P.M.H. Atwater, as she was inspired to name her self when she got married, is the author of more than 15 books. This is the third book that “she was told to write” during her third near-death experience. She has been researching near-death phenomenon since 1978, and is considered a world authority on the subject. A Manual for Developing Humans is her latest book.
This book is exactly about what the title says it is: a manual that you can keep referring to as needed, and develop with it as you re-read it and use it.
I found this book is unique in three aspects: first it is based entirely on threes there are no chapters; it is almost as if you can begin reading from anywhere you like. However, the main theme is development of conscious, subconscious and superconscious aspect to each topic.

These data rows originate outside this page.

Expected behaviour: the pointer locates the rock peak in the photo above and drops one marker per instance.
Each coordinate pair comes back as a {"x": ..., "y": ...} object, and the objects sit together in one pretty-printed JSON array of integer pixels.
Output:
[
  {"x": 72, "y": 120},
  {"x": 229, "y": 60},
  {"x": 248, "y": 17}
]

Topics within the book vary from the very practical, the basics of everyday life – how to use your mind, develop your intuition, breathe better, understand colour, sex, relationships, children; to how to take out-of-body trips, interact with spirit beings, mediate, bend time, and rethink money and the whole financial system as we know it. Each of the six main parts is separated by an enigmatic “thought-form drawing” she was inspired with.
The second aspect is that as I read through the six parts, my “reading flow” was “rudely” interrupted every now and then by unexpected enigmatic paragraphs – they read more like a haiku. I felt compelled to pause and think about their meaning and implications. As if someone has stopped in mid sentence – creating a tension without any additional explanation. It felt to me as if this was intended (by spirit or by P.M.H. Atwater) to jog the mind of the reader and wake it up from its slumber.
The third aspect: the actual content of the book changes. About half way through the book, right about the end of section 9 entitled Spirit World – Super Animate) and the beginning of part IV our Triune Relationships; the content takes a leap and again encourages the reader to take that leap with it!
I found myself reacting “energetically” to what I was reading – and it reminded of a similar experience when I was reading a previous book by Atwater entitled Future Memory, when I felt as though my brain was being re-wired!
The first three sections flow like a dream, are informative and contain practical tips, a few of which I have already benefited from. However, Part IV onwards felt like reading an entirely different book – it definitely changes you as you read it; and I believe this was the intention behind writing it.
As an “intuitive” reader, I am seldom surprised by a book of this genre– A Manual for Developing Humans is definitely worth reading – again.